Football has been on Kubiak’s mind for much of his life, but the Catholic faith has been closer to his center for much longer, growing up in a Polish, mostly-Catholic enclave of Houston called the Heights.

“I was an inner city kid. I grew up in a strong Catholic family background,” recalls the former altar boy at 5:30 a.m. Mass. “Me and my three sisters were raised within the faith and had a mom and dad who were great examples. As a child, going to Mass was part of your daily routine.”

Though not initially interested in football, the discovery of Kubiak’s God-given quarterbacking talent helped him recognize his path to a college education. He quarterbacked at St. Pius X High School in Houston, then the Texas A&M Aggies from 1979-82.

He considered leaving during his second year with the Aggies, at a time when football became his priority but success wasn’t coming.

“You're just going and going, and all of a sudden I'm in college and the only thing I was thinking about every day was how good I was doing in the football program, and could I be a pro football player someday” Kubiak recalls. “Next thing I know, nothing's going right. I realized that my priorities had drifted away from me.”

Gary Kubiak coaching the Denver Broncos with Quarterback Peyton Manning.

Roots and values
Kubiak had to reprioritize God and his relationships ahead of the otherwise all-consuming sport.

“When I was able to understand and get a grasp on that, and return to my roots and the values that I was brought up to have, it made it easy for me to go play the game or be on the team. It continued that way for me in my life's work.

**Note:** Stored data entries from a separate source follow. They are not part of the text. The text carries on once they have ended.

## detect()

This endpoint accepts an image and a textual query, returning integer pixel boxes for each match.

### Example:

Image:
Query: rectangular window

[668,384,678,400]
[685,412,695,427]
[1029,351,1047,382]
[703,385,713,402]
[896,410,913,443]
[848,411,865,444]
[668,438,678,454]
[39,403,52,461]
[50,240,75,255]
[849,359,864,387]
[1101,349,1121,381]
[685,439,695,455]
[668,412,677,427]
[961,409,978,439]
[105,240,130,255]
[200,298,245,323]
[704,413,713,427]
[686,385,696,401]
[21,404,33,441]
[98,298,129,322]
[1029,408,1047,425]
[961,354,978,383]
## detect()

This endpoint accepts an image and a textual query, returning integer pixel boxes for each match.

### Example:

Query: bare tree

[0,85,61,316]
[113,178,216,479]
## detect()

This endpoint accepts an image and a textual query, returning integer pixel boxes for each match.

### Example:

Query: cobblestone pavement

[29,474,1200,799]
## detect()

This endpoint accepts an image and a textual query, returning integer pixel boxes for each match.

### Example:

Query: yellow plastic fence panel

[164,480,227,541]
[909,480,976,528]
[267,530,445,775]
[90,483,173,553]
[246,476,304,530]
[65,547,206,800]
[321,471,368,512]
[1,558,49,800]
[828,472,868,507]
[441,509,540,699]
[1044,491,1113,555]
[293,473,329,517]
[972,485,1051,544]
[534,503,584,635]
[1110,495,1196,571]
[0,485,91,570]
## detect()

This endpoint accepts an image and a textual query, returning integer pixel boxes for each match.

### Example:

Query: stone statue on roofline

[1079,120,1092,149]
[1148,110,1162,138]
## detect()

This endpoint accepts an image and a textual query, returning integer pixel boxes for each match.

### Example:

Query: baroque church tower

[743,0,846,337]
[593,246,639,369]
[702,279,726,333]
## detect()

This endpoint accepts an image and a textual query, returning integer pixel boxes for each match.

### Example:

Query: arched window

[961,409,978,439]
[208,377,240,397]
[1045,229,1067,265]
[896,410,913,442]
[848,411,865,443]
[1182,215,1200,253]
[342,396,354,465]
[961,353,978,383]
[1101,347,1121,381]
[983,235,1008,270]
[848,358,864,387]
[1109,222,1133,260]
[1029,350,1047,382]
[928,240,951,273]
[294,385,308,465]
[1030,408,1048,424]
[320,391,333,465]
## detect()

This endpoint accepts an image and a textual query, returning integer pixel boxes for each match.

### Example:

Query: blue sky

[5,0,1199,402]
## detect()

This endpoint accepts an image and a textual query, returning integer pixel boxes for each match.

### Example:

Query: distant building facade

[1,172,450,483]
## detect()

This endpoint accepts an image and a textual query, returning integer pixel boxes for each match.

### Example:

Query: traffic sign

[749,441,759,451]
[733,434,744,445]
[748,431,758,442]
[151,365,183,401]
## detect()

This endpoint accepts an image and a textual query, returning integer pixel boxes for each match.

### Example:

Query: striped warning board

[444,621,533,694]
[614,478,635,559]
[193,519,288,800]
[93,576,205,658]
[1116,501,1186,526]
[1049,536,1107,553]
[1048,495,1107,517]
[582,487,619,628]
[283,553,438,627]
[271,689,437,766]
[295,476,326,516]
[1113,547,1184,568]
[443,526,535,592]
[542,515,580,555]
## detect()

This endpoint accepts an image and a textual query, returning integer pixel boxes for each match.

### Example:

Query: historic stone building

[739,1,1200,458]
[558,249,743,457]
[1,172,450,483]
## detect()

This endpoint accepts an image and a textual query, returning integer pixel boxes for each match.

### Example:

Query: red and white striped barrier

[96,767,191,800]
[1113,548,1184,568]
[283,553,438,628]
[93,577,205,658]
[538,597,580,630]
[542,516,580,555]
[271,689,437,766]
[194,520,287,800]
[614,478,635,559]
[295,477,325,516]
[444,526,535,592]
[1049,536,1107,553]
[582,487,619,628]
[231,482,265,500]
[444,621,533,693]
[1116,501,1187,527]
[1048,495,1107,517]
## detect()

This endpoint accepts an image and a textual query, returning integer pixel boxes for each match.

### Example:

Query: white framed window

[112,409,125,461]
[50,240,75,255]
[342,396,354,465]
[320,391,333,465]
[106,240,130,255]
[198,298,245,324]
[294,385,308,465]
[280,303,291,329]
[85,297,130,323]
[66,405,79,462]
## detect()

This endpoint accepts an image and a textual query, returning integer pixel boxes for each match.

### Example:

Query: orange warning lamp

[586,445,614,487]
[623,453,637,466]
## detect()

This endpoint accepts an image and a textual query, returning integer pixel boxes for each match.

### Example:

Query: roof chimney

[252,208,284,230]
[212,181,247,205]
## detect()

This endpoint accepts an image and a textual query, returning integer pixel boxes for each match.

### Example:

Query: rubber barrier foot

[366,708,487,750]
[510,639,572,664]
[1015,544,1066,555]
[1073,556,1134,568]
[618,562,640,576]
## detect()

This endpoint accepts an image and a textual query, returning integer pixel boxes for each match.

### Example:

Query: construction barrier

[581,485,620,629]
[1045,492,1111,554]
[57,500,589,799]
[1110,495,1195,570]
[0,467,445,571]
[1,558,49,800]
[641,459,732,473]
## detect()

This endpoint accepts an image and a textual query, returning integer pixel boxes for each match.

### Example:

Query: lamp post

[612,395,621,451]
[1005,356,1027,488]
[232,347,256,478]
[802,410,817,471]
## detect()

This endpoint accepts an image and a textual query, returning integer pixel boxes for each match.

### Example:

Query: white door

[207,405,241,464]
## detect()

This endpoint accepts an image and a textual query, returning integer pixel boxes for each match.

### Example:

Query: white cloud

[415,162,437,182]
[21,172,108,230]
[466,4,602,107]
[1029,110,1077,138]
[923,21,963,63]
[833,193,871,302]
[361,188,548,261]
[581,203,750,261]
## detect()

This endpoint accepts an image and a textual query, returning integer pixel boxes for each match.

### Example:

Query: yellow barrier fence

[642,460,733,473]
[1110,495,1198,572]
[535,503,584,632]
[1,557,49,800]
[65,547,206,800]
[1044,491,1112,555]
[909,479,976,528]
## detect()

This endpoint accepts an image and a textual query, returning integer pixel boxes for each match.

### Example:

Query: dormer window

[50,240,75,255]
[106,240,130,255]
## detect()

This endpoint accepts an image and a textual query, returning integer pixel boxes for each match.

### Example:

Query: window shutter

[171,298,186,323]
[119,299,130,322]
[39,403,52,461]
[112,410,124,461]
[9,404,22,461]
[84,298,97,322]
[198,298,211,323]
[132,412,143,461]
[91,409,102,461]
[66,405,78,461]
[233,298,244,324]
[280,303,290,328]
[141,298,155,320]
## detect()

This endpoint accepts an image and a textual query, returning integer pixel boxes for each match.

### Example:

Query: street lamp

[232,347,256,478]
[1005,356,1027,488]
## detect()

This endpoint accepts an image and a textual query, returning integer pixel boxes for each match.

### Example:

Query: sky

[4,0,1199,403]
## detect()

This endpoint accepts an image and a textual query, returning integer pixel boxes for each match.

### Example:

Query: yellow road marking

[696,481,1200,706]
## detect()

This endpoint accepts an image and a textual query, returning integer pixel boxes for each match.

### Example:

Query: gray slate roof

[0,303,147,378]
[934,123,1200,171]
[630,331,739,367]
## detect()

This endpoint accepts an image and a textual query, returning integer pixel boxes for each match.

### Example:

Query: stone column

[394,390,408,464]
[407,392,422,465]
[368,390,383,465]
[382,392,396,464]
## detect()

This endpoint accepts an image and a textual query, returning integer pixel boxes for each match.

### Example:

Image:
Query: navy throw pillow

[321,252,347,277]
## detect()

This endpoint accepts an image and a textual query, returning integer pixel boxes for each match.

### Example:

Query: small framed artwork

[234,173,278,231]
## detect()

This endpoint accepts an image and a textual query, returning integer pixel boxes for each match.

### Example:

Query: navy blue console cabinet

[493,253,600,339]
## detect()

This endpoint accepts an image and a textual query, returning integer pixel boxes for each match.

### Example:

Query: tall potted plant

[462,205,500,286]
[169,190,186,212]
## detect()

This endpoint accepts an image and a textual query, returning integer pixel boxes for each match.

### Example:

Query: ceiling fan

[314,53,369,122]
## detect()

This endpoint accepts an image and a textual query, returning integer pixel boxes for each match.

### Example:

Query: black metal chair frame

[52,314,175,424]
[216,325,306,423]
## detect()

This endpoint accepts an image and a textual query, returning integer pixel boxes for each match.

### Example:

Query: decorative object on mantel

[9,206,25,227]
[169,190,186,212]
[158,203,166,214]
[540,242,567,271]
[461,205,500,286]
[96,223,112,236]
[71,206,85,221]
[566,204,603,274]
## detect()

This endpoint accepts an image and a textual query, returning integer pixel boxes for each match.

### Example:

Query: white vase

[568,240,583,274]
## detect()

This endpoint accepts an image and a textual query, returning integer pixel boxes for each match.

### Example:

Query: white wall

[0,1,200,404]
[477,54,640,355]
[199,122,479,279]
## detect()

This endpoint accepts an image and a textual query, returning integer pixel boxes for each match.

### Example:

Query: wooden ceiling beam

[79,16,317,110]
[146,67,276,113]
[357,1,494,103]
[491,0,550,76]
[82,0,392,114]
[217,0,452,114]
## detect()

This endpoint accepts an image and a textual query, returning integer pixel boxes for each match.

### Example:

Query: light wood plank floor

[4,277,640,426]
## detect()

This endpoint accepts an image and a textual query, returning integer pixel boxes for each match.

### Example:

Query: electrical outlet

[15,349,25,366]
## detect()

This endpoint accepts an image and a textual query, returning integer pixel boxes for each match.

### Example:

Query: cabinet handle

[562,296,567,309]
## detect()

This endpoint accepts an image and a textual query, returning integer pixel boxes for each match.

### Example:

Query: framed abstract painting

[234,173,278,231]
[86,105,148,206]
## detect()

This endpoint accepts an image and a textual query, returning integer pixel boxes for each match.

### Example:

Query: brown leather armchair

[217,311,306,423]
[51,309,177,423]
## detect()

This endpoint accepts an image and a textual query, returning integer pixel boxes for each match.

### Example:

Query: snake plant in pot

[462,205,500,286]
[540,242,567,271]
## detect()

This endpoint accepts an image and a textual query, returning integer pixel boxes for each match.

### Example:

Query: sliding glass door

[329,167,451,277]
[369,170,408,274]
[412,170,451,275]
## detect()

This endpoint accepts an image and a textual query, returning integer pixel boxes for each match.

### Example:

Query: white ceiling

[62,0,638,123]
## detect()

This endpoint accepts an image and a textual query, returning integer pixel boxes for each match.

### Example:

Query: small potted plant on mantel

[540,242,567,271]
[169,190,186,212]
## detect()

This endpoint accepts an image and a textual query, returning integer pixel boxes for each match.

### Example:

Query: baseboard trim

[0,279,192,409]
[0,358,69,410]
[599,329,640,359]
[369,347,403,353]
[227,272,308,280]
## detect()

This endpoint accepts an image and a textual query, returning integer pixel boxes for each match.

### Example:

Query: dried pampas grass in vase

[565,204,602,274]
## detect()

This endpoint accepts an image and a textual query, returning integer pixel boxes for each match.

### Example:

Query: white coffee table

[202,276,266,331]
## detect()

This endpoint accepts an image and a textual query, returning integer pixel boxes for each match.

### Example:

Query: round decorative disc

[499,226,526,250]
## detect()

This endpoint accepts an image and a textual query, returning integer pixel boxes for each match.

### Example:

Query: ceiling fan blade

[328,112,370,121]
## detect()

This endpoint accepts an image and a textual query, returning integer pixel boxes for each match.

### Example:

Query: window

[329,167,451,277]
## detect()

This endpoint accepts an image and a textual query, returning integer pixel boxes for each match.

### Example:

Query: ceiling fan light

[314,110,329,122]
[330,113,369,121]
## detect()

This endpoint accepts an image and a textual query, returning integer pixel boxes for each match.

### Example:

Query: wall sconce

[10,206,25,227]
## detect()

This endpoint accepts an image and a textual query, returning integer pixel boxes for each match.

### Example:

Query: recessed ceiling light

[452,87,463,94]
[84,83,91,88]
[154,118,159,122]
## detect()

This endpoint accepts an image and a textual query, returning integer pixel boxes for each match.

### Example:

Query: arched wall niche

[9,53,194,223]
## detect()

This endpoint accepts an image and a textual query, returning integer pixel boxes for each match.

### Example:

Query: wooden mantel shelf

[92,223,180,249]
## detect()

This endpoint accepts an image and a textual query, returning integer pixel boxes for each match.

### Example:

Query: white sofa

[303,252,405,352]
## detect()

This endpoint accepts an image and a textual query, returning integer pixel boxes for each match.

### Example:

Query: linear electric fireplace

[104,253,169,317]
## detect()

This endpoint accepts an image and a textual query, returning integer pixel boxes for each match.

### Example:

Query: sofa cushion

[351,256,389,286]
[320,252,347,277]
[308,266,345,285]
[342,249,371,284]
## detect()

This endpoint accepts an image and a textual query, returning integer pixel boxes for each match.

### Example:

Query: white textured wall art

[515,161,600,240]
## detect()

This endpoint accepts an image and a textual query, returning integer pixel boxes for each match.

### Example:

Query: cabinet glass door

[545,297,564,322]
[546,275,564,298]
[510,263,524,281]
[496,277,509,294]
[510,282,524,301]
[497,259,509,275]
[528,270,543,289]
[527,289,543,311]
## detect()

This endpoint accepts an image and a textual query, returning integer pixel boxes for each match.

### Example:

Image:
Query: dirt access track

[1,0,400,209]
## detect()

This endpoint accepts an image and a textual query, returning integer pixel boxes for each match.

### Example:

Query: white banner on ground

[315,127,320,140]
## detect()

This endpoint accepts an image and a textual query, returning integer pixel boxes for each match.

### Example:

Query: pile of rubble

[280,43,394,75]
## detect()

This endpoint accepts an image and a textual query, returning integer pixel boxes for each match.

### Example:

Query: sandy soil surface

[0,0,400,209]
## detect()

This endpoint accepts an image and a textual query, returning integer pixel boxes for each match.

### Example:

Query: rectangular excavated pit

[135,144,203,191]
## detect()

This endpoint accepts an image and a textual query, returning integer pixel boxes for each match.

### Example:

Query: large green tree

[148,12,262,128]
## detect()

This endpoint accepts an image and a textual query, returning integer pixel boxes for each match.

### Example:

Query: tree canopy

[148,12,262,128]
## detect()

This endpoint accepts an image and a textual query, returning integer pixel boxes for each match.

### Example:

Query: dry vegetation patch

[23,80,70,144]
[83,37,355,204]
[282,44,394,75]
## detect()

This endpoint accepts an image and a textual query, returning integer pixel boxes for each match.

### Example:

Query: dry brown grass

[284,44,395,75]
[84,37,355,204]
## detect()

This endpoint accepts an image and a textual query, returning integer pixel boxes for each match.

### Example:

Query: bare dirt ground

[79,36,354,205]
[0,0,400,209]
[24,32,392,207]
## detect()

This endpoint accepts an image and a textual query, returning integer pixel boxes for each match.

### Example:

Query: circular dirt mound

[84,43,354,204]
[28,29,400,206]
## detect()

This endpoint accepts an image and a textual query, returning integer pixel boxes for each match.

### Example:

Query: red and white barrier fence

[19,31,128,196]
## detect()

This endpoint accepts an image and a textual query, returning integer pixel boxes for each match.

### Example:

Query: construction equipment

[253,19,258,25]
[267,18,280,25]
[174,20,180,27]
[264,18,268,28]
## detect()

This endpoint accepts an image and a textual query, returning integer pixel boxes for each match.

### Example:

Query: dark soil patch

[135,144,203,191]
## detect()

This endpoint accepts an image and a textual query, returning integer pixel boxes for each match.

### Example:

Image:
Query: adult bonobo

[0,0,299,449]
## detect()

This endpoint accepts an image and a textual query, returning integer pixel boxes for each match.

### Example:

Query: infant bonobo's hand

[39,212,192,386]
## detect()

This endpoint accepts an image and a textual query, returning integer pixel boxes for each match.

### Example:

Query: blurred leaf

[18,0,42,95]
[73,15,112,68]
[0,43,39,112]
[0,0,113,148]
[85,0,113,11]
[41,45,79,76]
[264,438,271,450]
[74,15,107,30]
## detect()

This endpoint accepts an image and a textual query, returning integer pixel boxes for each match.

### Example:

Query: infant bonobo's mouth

“If I didn't have things in line at home as a father, a husband, and all those things, I couldn't go coach a game very well because I just didn't feel good about where I was. But when I kept those things in perspective and in line, I could chase those goals, chase those dreams, and I could handle when it was good and when it wasn't good.”

Trust in God
Kubiak needed that balance as he faced the regular conundrum of a backup quarterback in the NFL for nine seasons behind John Elway in Denver, always wondering if he would have a job in the game.

Retiring from playing after the 1991 campaign, he was an assistant coach at his alma mater for two years before the San Francisco 49ers came calling, leading to a test that further refined his trust in God.

“I wasn't there 24 hours and found myself staring in a mirror going, ‘What did I just do?’” he recalls. “I'm here by myself. I questioned where I was heading and why I did this. It was a very difficult time for me and my wife. I'm sitting there trusting that the good Lord has sent me there for a reason.”

God sure did. The Super Bowl ring on his finger from that 1994 season with the 49ers, and the job he got as an assistant coach with the Broncos from 1995-2005 which led to two more Super Bowl rings and a solid community with which to raise his three sons in the Catholic faith and Catholic education, made that reason apparent in time.

Gary Kubiak, then the Denver Broncos’ head coach, signs autographs (Wikimedia Commons).

His coaching career brought him back to Denver for a third time, as head coach of the Broncos in the 2015 and 2016 seasons. That first season ended with his fourth Super Bowl ring as a coach, as his Broncos traveled to the city where he had his one-year detour — San Francisco —  and defeated the Carolina Panthers in the Super Bowl in 2016.

He ended that night hoisting the Vince Lombardi Trophy with Peyton Manning standing beside him.

Showing the way
Now his son will compete for the same trophy, and Kubiak can sit at his ranch proudly knowing Klint stands one win from his own Super Bowl ring.

He also sits back and counts his many blessings, and the lesson he learned throughout his career to trust in God.

“When you're going through life, there's so many things that happen that you don't know,” he says. “As you get older, you sit back and you say, ‘Maybe I wasn't the one really making those decisions.’ 

“It was up to me to put forth the effort so that the good Lord could show me what He wanted for me, why He wanted me there, why He wanted me doing this.”

“It was like, ‘Hey, I got you. Just get your butt up and go to work tomorrow. I've got a purpose here,’” Kubiak concludes. “And I felt that purpose.”